Factors Contributing to India's Rise as a Global Economic Leader
It is undeniable that India is currently an attractive market for investors worldwide, boasting a high market value and rapid development and growth. This can be seen from the GDP growth statistics of India from 2010 to 2018, where the country experienced an average GDP growth rate of 7% per year (Source: countryeconomy.com). In 2018, India had a GDP value of over 2,957.72 billion USD, ranking 5th in the world, and it is projected that by 2050, India will have the 2nd largest GDP in the world. So what are the reasons that have led India to become a leader in the global economy? Terrabkk summarizes the factors that will enable India to become a leader in the future global economy as follows:
- India is the second most populous country in the world
Currently, the most populous country in the world is China, with a population of 1,418,256,055, accounting for 18.41% of the world's population. This has resulted in China having the highest market value in the world. In contrast, India, which has the second-largest population in the world, stands at 1,363,416,218, making up 17.74% of the global population. The population difference is not significant, indicating a similar demand and purchasing power in the Indian market compared to China. This is another factor contributing to the rapid growth of India's GDP (Source: based on the latest United Nations estimates).

- Bangalore: The Silicon Valley of India, a hub for information technology and a gathering place for global outsourcing companies
Bangalore, known as the Silicon Valley of India, is the economic zone for technology in India, home to leading technology companies both globally and within India, such as Biocon, the largest biotechnology company in India. Notably, Bangalore is also home to six unicorn startups valued at over 1 billion USD that have yet to be listed on the stock market, including OLA Cabs Application for car rentals and BYJU’S Application for educational resources, making this location attractive to investors from around the world.

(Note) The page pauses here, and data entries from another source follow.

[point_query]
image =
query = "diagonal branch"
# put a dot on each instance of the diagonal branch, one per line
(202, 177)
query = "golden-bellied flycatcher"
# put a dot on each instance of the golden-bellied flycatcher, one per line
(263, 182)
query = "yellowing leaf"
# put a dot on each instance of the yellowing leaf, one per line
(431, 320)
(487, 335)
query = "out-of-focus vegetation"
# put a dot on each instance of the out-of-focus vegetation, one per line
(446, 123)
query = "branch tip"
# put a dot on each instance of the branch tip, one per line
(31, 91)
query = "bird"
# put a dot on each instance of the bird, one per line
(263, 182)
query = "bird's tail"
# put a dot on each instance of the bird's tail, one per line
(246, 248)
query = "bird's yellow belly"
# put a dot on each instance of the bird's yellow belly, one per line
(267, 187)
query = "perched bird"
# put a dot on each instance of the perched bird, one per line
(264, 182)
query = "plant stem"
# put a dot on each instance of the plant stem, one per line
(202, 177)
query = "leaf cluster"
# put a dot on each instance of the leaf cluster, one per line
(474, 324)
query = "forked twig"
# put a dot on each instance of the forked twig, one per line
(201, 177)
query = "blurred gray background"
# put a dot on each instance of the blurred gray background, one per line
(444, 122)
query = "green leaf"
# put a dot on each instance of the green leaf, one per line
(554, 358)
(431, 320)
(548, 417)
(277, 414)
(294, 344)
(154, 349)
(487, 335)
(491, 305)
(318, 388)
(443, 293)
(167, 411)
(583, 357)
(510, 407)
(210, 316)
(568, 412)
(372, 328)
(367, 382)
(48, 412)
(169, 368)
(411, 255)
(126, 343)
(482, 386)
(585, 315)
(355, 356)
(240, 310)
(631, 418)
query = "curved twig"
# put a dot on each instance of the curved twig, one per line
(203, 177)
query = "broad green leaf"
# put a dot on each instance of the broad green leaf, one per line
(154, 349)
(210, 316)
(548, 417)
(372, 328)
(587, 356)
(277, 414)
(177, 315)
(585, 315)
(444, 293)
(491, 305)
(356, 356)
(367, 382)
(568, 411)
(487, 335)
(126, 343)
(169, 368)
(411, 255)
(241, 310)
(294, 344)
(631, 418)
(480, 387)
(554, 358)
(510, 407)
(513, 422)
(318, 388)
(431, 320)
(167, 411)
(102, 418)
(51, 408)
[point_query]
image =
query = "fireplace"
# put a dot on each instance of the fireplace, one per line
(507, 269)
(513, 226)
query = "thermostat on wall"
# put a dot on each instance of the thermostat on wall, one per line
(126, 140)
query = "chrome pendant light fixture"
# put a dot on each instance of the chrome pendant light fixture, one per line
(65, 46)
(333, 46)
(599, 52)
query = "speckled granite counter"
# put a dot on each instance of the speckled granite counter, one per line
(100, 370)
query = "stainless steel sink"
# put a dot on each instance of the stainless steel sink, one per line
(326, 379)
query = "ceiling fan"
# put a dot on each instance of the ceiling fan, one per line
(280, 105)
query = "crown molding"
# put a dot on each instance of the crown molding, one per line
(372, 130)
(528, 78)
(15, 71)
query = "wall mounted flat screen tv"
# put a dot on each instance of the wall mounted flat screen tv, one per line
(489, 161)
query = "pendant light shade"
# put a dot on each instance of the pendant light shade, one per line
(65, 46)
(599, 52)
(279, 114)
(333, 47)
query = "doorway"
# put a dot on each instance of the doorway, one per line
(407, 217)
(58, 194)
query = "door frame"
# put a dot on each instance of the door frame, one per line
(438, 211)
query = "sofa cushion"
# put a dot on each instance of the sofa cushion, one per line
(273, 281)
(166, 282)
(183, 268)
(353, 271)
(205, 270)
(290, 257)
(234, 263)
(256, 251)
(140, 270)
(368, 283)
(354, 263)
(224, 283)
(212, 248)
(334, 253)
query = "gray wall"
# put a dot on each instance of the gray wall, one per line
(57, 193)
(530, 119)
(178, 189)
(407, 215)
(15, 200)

- A workforce with world-class skills
According to a survey by Knowledge Junction Facebook Page, it was revealed that 25% of doctors in America are Indian, 30% of personnel at NASA are Indian, 34% of employees at Microsoft are Indian, 28% of IBM (computer manufacturer) staff are Indian, 27% of Intel (computer manufacturer) personnel are Indian, and 32% of scientists in America are Indian.
Additionally, many executives in global companies are either Indian or of Indian descent, such as Sundar Pichai, CEO of Google, Satya Nadella, former CEO of Microsoft, and Anshu Jain, CEO of Deutsche Bank. This indicates that Indians are a highly capable workforce in the global market, spread across the world. Just imagine if one day, these Indians return to do business in their own country, how rapidly India could develop.

- The "Make in India" policy aimed at reducing redundant business processes to attract foreign investment
The main idea of this campaign is to change the image and attitude of the Indian bureaucracy, which has historically adhered to the License Raj system, where officials have the power to permit or deny private businesses. This has made doing business in India complicated and cumbersome. The new policy aims to create a partnership image with the private sector for investment in India, emphasizing support rather than permission. This includes reducing bureaucratic red tape and rolling out the red carpet for private enterprises by creating a conducive business environment. The government has established an organization called Invest India, a non-profit entity co-funded by the Indian government and the Federation of Indian Chambers of Commerce and Industry (FICCI). Importantly, the Indian government is also preparing to amend regulations related to foreign business operations in India, such as eliminating redundant licensing requirements, extending license durations from 1 year to 3 years, developing a one-stop online service (eBiz) for license applications, implementing a single tax system (GST), and increasing FDI in various sectors. This makes foreign investment processes streamlined, quick, and promptly addressed.

Terrabkk believes that these four main factors may contribute to India's rise as a global economic leader. However, if anyone thinks there are other factors influencing India's ascent, please feel free to share your thoughts and knowledge for everyone to analyze and consider.